5台が脱落し残る15台のマシンが挑んだQ2では、フェラーリの2台とラッセルがソフト、フェルスタッペンがハード、他車はミディアムで1セット目のアタックに出た。フェルスタッペンは唯一、ハードタイヤで進出を果たした。

ヒュルケンベルグはチャペルの芝生に車輪を落とす痛恨のミスを喫し、ミディアムを2セット使う必要を強いられたものの、2度目のアタックでメルセデスに割って入る2番手タイムを記録した。

開幕4戦連続Q3進出を果たしていたカルロス・サインツ(マクラーレン)は13番手で敗退。トラブル続きの悪い流れが止まらないセバスチャン・ベッテル(フェラーリ)は12番手でノックアウト。「これが限界。このクルマでやれる事は全てやりきった」と無線で語った。

ノックアウト

  • エステバン・オコン
  • セバスチャン・ベッテル
  • カルロス・サインツ
  • ロマン・グロージャン
  • ジョージ・ラッセル

予選Q3:ボッタスが逆転ポール

トップ10グリッドを決する予選最終ラウンドのQ3では、メルセデスの2台、ヒュルケンベルグ、ルクレールの5台が新品ソフト、リカルドとフェルスタッペンが新品ミディアム、その他は中古タイヤで1セット目のアタックに出た。

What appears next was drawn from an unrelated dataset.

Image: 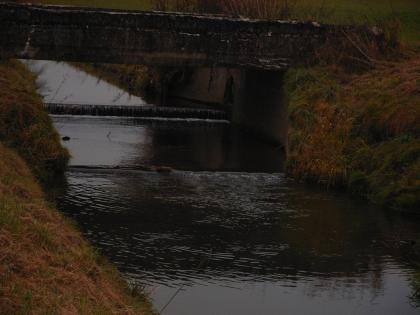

1回目のランを終えての暫定順位はハミルトン、ボッタス、リカルドの並び。フェルスタッペンは暫定5番手と出遅れた。

最終アタックでは、リカルドがタイム更新叶わずヒュルケンベルグが3番手に浮上。アルボンは自己ベストを更新するも十分ではなく9番手に留まった。フェルスタッペンも自己ベストを塗り替える走りを披露したが、ヒュルケンベルグには届かず4番手に終わった。

好調ガスリーは渾身の走りで7番手に。メルセデスの2台は共にタイムを更新するも、ボッタスが一歩先行しポールポジションを獲得した。

2020年 F1-70周年記念グランプリ決勝レースは、日本時間8月9日(日)22時10分にスタート。1周5,891mのシルバーストン・サーキットを52周する事でチャンピオンシップを争う。